Great. Thank you for the detail and taking the questions guys.

Thank you.

Our next question is from the line of Leland Gershell with Oppenheimer. Please go ahead.

Good morning. Thanks for the update. Steve, wanted to ask if you or maybe members of our team could review with us the intellectual property surrounding the VCN assets. Maybe you could share just what the key protections are on VCN-01 and 11 and perhaps any further protections around the albumin coding platform and delivery technology that could be used for other programs in the future.

Okay, Leland. I'll let Manel have that as well.

Okay, perfect. So basically, for VCN-01, we have two patents covering the product. One is the marginal patent that is especially covering the [indiscernible] expressing technology. That patent has already been granted in the major areas. So in Europe and also in U.S. We have also granted the patent in Israel, in Mexico and Russia, in Canada, in Australia, in South Korea. So in the major areas, this patent has already in place and has been already granted. We have a second patent, specifically covering VCN product for retinoblastoma. This patent has been already granted in U.S. and in China. We are expecting to have also the approval in Europe quite soon. With respect to the ABV [ph] technology, the Albumin mining technology that covers basically the product VCN-11, we have already obtained the approval in U.S., in China, in Japan, Israel, in Mexico and Australia. We are still not finished the process because, obviously, that was filed later in time, but we expect also fulfilling all the major areas. That's basically the protection for our main products in the pipeline right now. We have other technologies, and we are also exploring other possibilities to cover the product from different other possibilities. That's obviously an ongoing work that we are currently conducting.

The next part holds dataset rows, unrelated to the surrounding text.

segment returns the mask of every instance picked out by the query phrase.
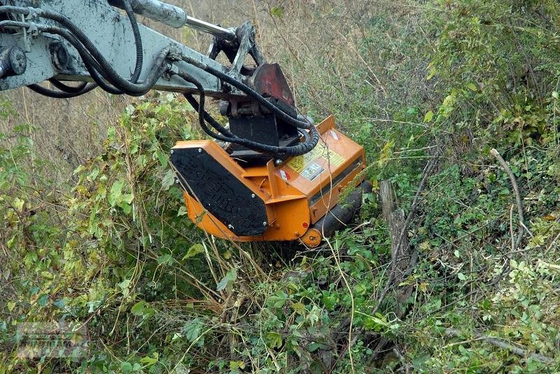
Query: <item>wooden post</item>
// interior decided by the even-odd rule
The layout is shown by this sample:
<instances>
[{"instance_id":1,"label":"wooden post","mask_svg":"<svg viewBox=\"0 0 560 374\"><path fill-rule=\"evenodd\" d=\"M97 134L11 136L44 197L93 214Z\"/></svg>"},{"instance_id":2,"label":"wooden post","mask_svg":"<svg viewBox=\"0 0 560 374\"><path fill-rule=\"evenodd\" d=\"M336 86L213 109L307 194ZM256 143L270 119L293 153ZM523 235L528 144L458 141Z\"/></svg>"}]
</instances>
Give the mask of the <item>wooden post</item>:
<instances>
[{"instance_id":1,"label":"wooden post","mask_svg":"<svg viewBox=\"0 0 560 374\"><path fill-rule=\"evenodd\" d=\"M404 273L407 270L410 263L410 247L408 236L406 233L403 238L400 237L402 226L405 224L405 211L397 208L395 193L390 180L382 180L379 184L379 195L381 197L383 217L387 222L391 238L391 254L393 261L396 262L395 275L393 282L400 283L402 280ZM397 303L399 304L410 296L412 287L407 287L397 293ZM400 308L396 310L398 316L401 315Z\"/></svg>"}]
</instances>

Great, thanks. That was very helpful. Thanks.

Leland, I'll just add to that a little bit. The team at VCN has just done a tremendous amount of work on the preclinical side with respect to both VCN-01 and VCN-11 and has generated tremendous amounts of data. So now we've looped the VCN team in with our patent team, and we're revisiting all this data, and there may be some real interesting ideas about additional applications to be filed throughout this year.

Terrific. Thanks for the updates.

Thank you. Ladies and gentlemen, we have reached the end of the question-and-answer session, and I would like to turn the call back to Steven Shallcross for closing remarks.

Thank you, Peter, and thank you, everyone, for taking time to join our call today. In the first quarter of 2022, we continued to build on the momentum following the transformational VCN transaction. We are well positioned to deliver on our sharpened clinical development strategy as well as our key objectives that we believe will drive significant value for our Shareholders in the months and years ahead. We are extremely pleased with the progress and the transformational growth that continues to propel our business forward, and that continues to position Synthetic Biologics at the forefront of oncolytic virus development to improve patient outcomes for very, very hard-to-treat cancers. Before we conclude today's call, I'd like to thank our Shareholders, the entire team and the many people who have been supportive along the way, including our patients and their families. Once again, thank you for joining us today, and we look forward to keeping you updated on our continued progress.

Thank you. This concludes today's conference. You may disconnect your lines at this time. Thank you for your participation.